EUR/GBP opera estável perto de 0,8750, com os traders aguardando a divulgação da pesquisa IFO da Alemanha. O tom permanece cauteloso, impulsionado por dados econômicos mistos na Europa e pela expectativa de decisões de política monetária. O mercado observa o impacto potencial dessas informações sobre o par nos próximos dias.
O DXY enfrenta volatilidade após o choque tarifário, com possíveis impactos de curto prazo no dólar. A perspectiva da UOB sugere que tarifas adicionais podem sustentar o índice, enquanto sinais de alívio comercial podem restringir ganhos. Mercados avaliam cenários de política, demanda global e fluxos de risco nos próximos meses.
Analistas da Commerzbank alertam que o caos tarifário sobre o dólar aumenta a incerteza para políticas econômicas. Tarifas em peso elevam custos de importação, pressionam cadeias globais e alimentam preocupações com inflação. Embora nenhum acordo definitivo tenha sido alcançado, o cenário sugere ajuste de estratégias monetárias e comerciais internacionais globalmente.
O câmbio britânico mantém ganhos acima de 1,3500, apoiado por dados do Reino Unido mais fortes e pela incerteza sobre tarifas dos EUA. Com o dólar estável, investidores aguardam indicadores recentes e decisões da política monetária, enquanto o mercado precifica cenários de crescimento, inflação e respostas comerciais globais aqui também.
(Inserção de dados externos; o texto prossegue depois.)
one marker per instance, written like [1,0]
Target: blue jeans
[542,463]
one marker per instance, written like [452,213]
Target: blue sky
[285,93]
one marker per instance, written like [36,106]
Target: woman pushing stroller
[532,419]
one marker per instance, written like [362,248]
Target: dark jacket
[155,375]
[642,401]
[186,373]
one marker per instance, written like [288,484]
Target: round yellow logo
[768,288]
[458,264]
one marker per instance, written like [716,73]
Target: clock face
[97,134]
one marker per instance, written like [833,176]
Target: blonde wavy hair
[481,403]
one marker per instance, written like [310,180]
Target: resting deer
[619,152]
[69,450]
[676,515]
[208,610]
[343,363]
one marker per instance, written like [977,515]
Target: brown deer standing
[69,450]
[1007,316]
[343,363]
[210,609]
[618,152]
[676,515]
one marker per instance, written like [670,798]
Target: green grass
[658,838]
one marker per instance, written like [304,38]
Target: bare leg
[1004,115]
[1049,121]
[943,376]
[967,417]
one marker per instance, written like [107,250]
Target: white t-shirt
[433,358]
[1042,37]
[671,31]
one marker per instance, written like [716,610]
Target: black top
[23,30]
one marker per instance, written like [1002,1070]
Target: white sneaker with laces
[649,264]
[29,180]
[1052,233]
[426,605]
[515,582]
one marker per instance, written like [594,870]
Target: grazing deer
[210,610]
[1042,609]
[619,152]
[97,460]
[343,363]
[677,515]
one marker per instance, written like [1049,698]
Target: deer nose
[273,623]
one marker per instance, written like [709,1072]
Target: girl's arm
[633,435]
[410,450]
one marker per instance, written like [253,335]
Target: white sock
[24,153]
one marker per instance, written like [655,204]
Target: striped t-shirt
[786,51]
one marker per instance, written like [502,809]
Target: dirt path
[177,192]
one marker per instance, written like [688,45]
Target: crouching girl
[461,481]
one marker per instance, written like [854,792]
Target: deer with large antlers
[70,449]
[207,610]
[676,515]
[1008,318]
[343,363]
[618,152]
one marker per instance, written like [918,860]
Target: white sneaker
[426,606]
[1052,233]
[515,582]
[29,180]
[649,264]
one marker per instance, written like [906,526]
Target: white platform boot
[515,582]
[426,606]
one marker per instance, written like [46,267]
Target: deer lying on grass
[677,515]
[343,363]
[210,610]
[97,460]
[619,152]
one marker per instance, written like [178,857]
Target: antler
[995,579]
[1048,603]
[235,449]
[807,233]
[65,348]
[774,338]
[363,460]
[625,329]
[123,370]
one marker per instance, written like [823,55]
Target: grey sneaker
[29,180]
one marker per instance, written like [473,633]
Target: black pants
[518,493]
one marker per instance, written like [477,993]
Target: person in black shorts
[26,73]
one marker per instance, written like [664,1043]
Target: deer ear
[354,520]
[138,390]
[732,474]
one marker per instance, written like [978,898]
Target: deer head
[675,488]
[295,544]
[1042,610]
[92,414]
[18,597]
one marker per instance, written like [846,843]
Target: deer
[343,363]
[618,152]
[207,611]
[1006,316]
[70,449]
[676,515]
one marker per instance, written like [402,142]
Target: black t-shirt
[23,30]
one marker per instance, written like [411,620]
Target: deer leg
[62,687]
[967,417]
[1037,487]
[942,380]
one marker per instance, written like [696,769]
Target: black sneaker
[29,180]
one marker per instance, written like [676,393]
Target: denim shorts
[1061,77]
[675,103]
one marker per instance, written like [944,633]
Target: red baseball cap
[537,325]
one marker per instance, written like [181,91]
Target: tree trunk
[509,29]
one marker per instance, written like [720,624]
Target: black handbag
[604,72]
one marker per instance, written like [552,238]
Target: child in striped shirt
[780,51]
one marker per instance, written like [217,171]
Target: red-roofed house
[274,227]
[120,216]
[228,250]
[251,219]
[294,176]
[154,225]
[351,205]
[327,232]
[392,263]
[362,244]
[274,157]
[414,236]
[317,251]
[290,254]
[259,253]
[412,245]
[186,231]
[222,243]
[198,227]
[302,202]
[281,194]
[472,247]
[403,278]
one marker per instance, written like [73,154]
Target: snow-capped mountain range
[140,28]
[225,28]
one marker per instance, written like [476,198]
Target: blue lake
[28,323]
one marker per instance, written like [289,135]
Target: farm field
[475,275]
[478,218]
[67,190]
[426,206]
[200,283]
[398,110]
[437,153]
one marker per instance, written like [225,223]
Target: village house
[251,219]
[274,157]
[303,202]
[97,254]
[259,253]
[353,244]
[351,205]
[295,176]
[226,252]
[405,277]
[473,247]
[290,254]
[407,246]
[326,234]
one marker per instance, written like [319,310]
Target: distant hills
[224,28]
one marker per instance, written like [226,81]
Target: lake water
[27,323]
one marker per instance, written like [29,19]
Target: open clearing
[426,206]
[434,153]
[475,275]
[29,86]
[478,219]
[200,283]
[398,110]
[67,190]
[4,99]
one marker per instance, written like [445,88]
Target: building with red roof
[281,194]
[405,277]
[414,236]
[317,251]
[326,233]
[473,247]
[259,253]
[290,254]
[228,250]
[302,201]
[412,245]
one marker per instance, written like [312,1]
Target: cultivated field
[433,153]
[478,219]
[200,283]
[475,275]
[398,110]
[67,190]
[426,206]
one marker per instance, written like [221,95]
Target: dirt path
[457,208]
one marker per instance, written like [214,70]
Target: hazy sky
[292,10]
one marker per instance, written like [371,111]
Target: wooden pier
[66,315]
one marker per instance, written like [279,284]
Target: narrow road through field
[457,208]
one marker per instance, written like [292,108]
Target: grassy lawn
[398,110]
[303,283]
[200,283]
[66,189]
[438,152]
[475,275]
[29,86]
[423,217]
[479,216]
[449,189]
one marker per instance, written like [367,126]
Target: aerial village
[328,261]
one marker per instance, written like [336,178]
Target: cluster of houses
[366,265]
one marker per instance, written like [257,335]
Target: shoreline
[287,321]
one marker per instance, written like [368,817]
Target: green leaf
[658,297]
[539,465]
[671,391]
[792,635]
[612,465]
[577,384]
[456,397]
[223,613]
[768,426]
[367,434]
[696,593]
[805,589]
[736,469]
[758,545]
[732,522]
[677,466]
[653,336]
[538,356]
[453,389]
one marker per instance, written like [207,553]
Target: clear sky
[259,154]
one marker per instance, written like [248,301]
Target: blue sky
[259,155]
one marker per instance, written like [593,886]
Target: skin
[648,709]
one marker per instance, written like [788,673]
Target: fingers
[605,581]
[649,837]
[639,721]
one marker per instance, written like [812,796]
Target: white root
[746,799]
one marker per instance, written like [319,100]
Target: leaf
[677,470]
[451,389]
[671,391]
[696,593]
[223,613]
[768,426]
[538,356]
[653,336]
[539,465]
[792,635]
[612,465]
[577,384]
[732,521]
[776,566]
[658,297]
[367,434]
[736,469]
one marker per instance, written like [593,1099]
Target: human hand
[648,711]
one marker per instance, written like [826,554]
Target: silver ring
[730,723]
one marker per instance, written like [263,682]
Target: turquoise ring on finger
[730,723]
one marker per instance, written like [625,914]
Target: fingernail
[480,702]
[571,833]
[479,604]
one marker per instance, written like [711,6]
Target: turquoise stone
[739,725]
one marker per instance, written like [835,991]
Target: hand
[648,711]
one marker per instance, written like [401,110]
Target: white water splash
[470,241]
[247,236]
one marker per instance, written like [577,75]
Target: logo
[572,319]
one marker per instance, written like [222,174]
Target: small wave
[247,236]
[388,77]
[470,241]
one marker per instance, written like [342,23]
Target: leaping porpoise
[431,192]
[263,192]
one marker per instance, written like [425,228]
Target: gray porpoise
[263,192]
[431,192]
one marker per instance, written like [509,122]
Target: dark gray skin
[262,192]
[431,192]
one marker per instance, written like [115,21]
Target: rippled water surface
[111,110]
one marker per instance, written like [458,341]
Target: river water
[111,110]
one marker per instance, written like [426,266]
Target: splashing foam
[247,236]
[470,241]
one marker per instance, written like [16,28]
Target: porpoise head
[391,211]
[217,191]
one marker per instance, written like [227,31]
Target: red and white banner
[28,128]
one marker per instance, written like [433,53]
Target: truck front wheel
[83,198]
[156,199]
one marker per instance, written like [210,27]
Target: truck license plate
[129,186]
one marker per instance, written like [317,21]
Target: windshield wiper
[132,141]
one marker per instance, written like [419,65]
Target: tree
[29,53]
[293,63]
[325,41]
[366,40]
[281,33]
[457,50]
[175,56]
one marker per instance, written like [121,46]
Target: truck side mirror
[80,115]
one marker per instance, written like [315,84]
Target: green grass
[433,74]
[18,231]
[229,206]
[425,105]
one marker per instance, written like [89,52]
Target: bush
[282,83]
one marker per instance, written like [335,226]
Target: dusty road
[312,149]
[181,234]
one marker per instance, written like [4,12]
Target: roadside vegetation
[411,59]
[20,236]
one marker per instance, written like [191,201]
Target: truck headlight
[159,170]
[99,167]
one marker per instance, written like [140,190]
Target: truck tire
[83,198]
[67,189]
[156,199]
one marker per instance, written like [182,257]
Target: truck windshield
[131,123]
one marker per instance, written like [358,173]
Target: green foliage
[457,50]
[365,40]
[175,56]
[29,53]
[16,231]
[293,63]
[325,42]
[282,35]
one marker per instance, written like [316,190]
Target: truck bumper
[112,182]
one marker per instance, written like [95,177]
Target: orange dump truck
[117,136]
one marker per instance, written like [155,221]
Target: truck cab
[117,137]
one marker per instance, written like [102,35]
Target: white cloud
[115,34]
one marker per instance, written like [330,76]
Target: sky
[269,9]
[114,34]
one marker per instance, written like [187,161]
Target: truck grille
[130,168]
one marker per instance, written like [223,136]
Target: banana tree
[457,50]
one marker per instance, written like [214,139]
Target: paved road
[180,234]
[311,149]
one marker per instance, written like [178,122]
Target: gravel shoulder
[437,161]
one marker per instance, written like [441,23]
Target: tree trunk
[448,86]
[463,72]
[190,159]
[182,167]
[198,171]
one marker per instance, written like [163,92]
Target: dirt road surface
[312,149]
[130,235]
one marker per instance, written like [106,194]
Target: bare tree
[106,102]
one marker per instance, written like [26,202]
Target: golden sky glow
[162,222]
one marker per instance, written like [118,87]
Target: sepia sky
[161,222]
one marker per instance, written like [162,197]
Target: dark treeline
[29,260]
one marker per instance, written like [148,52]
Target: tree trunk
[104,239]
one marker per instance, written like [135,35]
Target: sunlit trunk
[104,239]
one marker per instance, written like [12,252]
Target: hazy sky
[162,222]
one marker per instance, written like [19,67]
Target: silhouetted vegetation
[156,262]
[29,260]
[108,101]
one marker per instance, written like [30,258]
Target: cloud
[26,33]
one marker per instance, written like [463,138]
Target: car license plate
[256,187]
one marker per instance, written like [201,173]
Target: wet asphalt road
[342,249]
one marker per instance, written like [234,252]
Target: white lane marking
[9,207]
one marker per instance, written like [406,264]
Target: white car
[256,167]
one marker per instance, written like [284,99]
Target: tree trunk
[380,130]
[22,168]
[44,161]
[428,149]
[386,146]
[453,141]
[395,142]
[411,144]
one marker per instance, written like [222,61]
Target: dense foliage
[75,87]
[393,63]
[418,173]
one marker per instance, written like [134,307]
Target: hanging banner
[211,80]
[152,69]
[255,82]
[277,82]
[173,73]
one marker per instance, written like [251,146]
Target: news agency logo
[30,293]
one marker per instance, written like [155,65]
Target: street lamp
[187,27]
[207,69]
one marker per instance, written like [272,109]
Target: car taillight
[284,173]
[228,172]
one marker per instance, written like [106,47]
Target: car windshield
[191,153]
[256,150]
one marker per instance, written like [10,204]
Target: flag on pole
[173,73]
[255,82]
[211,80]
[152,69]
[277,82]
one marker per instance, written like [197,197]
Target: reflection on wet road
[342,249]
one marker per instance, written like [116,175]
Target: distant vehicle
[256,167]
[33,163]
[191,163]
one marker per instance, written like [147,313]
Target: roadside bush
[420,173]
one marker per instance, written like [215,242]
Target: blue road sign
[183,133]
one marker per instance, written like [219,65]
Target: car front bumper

O par NZD/USD recuou de forma contida após abrir em alta, enquanto o dólar americano permaneceu fragilizado e operadores monitoraram dados econômicos e perspectivas de política monetária. Analistas apontam que o recuo reflete a sensibilidade da moeda de risco a sinais de progresso em variáveis macro, como inflação, crescimento e decisões do Federal Reserve. No curto prazo, a volatilidade permanece moderada, com investidores buscando níveis de suporte e resistência para confirmar a direção. O kiwi mostrou algum apetite por ativos de maior risco quando o humor de mercado melhorou e commodities minoraram o peso de novas quedas. Entretanto, a incerteza sobre a velocidade de aperto monetário nos EUA mantém o par sob pressão, com observadores atentos a anúncios de dados de emprego e inflação. Em termos técnicos, o NZD/USD testou suportes próximos a determinados níveis e pode alternar entre recuperações e quedas conforme as leituras de dados influenciam as apostas de políticas. Analistas de mercado sugerem cautela, destacando que a direção dependerá de fatores externos, incluindo a evolução da demanda por commodities e o ambiente de risco global. pelos próximos dias.
O par AUD/USD inverte o rumo após encontrar forte pressão de venda acima de 0,7100. Analistas apontam resistência em torno desse nível, com os próximos dias definindo se os compradores retomam o controle. Eventos macroeconômicos e dados de inflação podem ditar o caminho, enquanto traders monitoram suportes próximos e metas.
O par USD/CHF recua abaixo de 0,7750, com o franco suíço ganhando força diante da incerteza tarifária. Investidores ajustam expectativas conforme novas tarifas são debatidas, provocando cautela nos mercados. O dólar opera com baixo impulso enquanto ativos de refúgio sobem, refletindo maior aversão ao risco diante do cenário comercial global.
O USD/INR abriu em queda, refletindo alívio nos mercados após a Suprema Corte dos EUA derrubar a política de tarifas de Trump. Com o cenário externo mais estável, investidores monitoram notícias macroeconômicas indianas e expectativas sobre reformas. Analistas destacam que a decisão pode reduzir fricções comerciais e volatilidade cambial global.
O par EUR/USD permanece próximo à média móvel de nove dias, mantendo-se acima de 1,1800, conforme traders monitoram movimentos de curto prazo. A consolidação sugere cautela durante a divulgação de dados econômicos relevantes, com investidores avaliando sinais de direção e a possível primeira resistência até 1,1850 no cenário de alta.
Segundo dados da FXStreet, o ouro na Índia teve alta hoje, com ganhos impulsionados por mercados internacionais e demanda de varejo. A valorização ocorreu em meio à cautela global e à volatilidade cambial, tornando o metal precioso uma opção de proteção para investidores locais, com perspectivas estáveis no curto prazo.